I started tracking this matter over a year ago. I provide the background in these links; below that, I'll discuss the briefs in the case that the Court will consider.
- Tenth Circuit considers justiciability of Guarantee Clause today (Sept. 23, 2013)
- More thoughts on the Guarantee Clause from Michael Ramsey (Oct. 10, 2013)
- BREAKING: Tenth Circuit finds Guarantee Clause claim justiciable (Mar. 7, 2014)
- Kerr v. Hickenlooper: Exploring the Tenth Circuit's Dubious Legal Reasoning, JURIST (Mar. 31, 2014)
- Colorado files petition for rehearing en banc in Guarantee Clause case (Apr. 4, 2014)
- BREAKING: Over four dissents, 10th Circuit denies en banc hearing in Guarantee Clause case (July 22, 2014)
Several amici were filed in the case, available at SCOTUSBlog. Of note (and these are very brief summaries of the major arguments):
- The Colorado Union of Taxpayers Foundation, the Mountain States Legal Foundation, and 22 Colorado state legislators filed a brief in support of the petitioner.

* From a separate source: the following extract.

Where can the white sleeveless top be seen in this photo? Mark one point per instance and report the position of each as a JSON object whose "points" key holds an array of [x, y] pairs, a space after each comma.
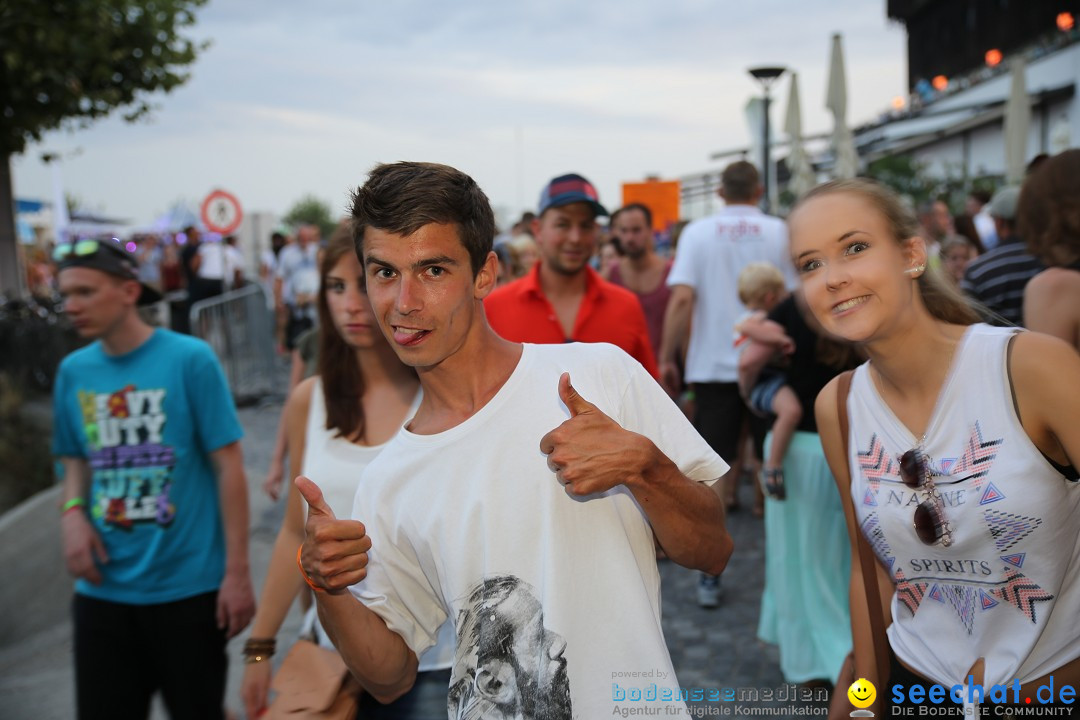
{"points": [[1008, 588], [336, 464]]}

They focused primarily on the fact that respondents' injury was abstract, because legislators never enacted a tax increase for the people to vote upon--instead, they simply alleged a dilution of legislative power. That cannot comport with existing standing doctrine. Only if the Colorado legislature enacted a tax increase, then saw the people reject it, would standing exist.
- The National Federation of Independent Business, along with several policy institutes, filed a brief in support of the petitioner. They emphasized the breadth of the impact of a finding that such a case is justiciable, because the decision invites judicial invalidation of direct democracy in a number of states on matters ranging from marijuana legalization to charter schools. They also noted that in the partisan gerrymandering context (Vieth v. Jublier), the Supreme Court has essentially required an articulation of judicially-manageable standards before the case could proceed. Here, the district court insisted (in a rather bizarre fashion) on holding a trial to determine what the Guarantee Clause demands.
- The Center for Constitutional Jurisprudence (with John Eastman) filed a brief in support of the petitioner. It focused upon the inability of the Tenth Circuit to distinguish existing precedent finding the Guarantee Clause usually non-justiciable. Regardless, the case presents a good vehicle for clarifying the language in cases like New York v. United States (1992) suggesting that the Guarantee Clause may be justiciable, and articulating that the standards for justiciability are not met in this case.
- Texas joined by five other states filed a brief joined in support of the petitioner. They argue that the text of the Guarantee Clause protects not the state legislature, but the people, and the States. They also cite other provisions like line-item vetos and supermajority voting requirements that may be called into question if this case is found justiciable.
- The Cato Institute (with Ilya Shapiro) and several other policy institutes filed a brief in support of the petitioner. It asked the Court to avoid addressing the issue of whether the Guarantee Clause is per se non-justiciable and instead emphasized that Colorado's Taxpayer Bill of Rights met the standard of a "Republican Form of Government," drawing heavily from source material at the founding.
The Supreme Court will consider the case tomorrow--and we'll eagerly await their decision as to whether to hear this case.